INTERVENTION DE MADAME ISABELLE RECIO (VIVRE VAIRES)
« Merci de votre réponse. Je voulais juste savoir si vous aviez bien la totalité du dossier parce qu’en effet, si vous me confirmez parce que je ne me rappelle pas de tous les prestataires si c’est bien le même prestataire, il avait bien fait l’étude globale c’est-à-dire avec la piste, éventuellement le choix sur plusieurs terrains. Donc je suis étonnée que vous sollicitiez un nouveau complément d’étude puisqu’il y a avait déjà une étude globale. »
REPONSE DE MONSIEUR DIDIER DESFOUX (AGIR ENSEMBLE POUR VAIRES)
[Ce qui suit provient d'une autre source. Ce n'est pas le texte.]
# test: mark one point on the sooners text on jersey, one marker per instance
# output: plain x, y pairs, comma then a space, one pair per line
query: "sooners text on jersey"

« Je ne sais pas vous répondre là-dessus. On a pris la présentation qui nous a été faite et on a demandé un complément notamment sur les études. Je ne sais ce qui vous a été présentée. Mais cette partie-là n’était pas intégrée.Page 31 sur 31
En tous les cas, nous, nous demandons une réflexion sur l’ensemble des terrains et sur une perspective à beaucoup plus long terme que ce qui était prévu dans l’étude initiale. Ça c’est très clair. »
INTERVENTION DE MONSIEUR GILLES PICART (VIVRE VAIRES)
« Monsieur Desfoux, effectivement, je vous confirme, cette première étude avait été menée, initialement il y avait bien cette perspective d’évolution, terrain synthétique, rénovation de l’éclairage et la perspective d’une piste d’athlétisme, mais je ne sais pas la finesse du dossier, je ne sais pas les différences entre le dossier du jour et ce qui avait été établit précédemment. Je vous remercie. »
Informations diverses
INTERVENTION DE MADAME EDMONDE JARDIN (AGIR ENSEMBLE POUR VAIRES)
« Je vous informe que deux centres de vaccination sont ouverts, l’un à Chelles et l’autre à Pontault-Combault, à partir de lundi.
Les informations sont disponibles en mairie. »
L’ordre du jour étant épuisé, la séance est levée à 18h59.